Characterization and selectivity optimization on diol, amino, and cyano normal phase columns based on linear solvation energy relationships

Abstract This paper describes the results of characterization and selectivity optimization on several normal phase columns by use of linear solvation energy relationships (LSERs). Retention data were obtained for a large set of judiciously selected test solutes on diol, amino, and cyano columns in a mobile phase of pure hexane. Based on the LSERs, the retention data were dissected into contributions from cavity formation/dispersive interactions, dipolar interactions, and hydrogen bond donor–acceptor interactions via both linear regression and principal component analysis. We find that the solute's hydrogen bond (HB) acceptor basicity is the predominant retention determining factors, particularly for diol and amino columns, and that its significance is directly related to the stationary phase acidity. However, the solute's size has a negative, but limited, influence on retention.
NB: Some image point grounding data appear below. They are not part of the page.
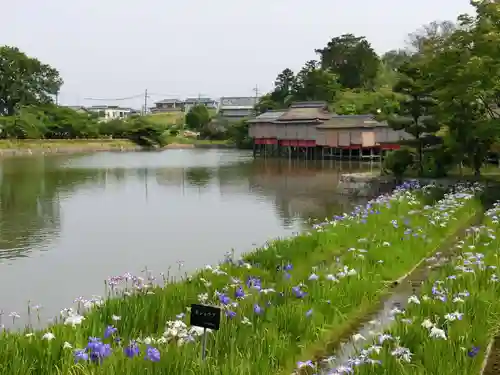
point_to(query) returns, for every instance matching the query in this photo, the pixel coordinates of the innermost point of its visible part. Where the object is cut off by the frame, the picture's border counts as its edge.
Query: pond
(68, 222)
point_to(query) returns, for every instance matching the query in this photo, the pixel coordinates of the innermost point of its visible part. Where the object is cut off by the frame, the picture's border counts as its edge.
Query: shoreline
(156, 303)
(28, 148)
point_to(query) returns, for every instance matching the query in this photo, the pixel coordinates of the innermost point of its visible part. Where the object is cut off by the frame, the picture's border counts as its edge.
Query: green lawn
(63, 143)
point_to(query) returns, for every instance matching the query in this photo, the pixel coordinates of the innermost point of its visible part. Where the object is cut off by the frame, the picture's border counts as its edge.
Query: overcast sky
(118, 48)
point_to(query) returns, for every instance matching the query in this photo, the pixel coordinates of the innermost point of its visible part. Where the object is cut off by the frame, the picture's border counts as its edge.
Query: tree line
(443, 88)
(27, 109)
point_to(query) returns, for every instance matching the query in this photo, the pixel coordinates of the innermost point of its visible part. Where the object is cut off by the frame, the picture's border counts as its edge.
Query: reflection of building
(303, 189)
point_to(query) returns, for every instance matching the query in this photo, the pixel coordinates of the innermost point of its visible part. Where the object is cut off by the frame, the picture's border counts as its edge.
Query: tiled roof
(238, 101)
(351, 121)
(199, 100)
(169, 101)
(305, 113)
(311, 104)
(269, 116)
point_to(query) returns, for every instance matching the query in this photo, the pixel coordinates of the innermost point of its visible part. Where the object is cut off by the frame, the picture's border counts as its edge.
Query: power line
(116, 99)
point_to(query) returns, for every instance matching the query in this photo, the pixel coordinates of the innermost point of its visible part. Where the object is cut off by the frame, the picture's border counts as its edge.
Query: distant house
(168, 105)
(236, 108)
(207, 102)
(111, 112)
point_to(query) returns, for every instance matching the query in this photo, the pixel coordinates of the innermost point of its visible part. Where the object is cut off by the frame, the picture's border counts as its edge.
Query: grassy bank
(279, 302)
(447, 329)
(42, 144)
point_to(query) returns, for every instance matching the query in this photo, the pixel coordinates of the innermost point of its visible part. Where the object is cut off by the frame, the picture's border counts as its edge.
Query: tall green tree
(25, 81)
(283, 86)
(429, 35)
(352, 59)
(464, 69)
(416, 113)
Furthermore, the solute's hydrogen bond (HB) donor acidity and dipolarity also contribute significantly to retention, and cannot be neglected, as in the case of reversed-phase columns. Finally, the LSER results allow us to effectively predict the chromatographic selectivity on these normal phases, and it can be demonstrated that an increase in selectivity by about 10- to 1000-fold is expected when two solutes differ by only one polar functional group.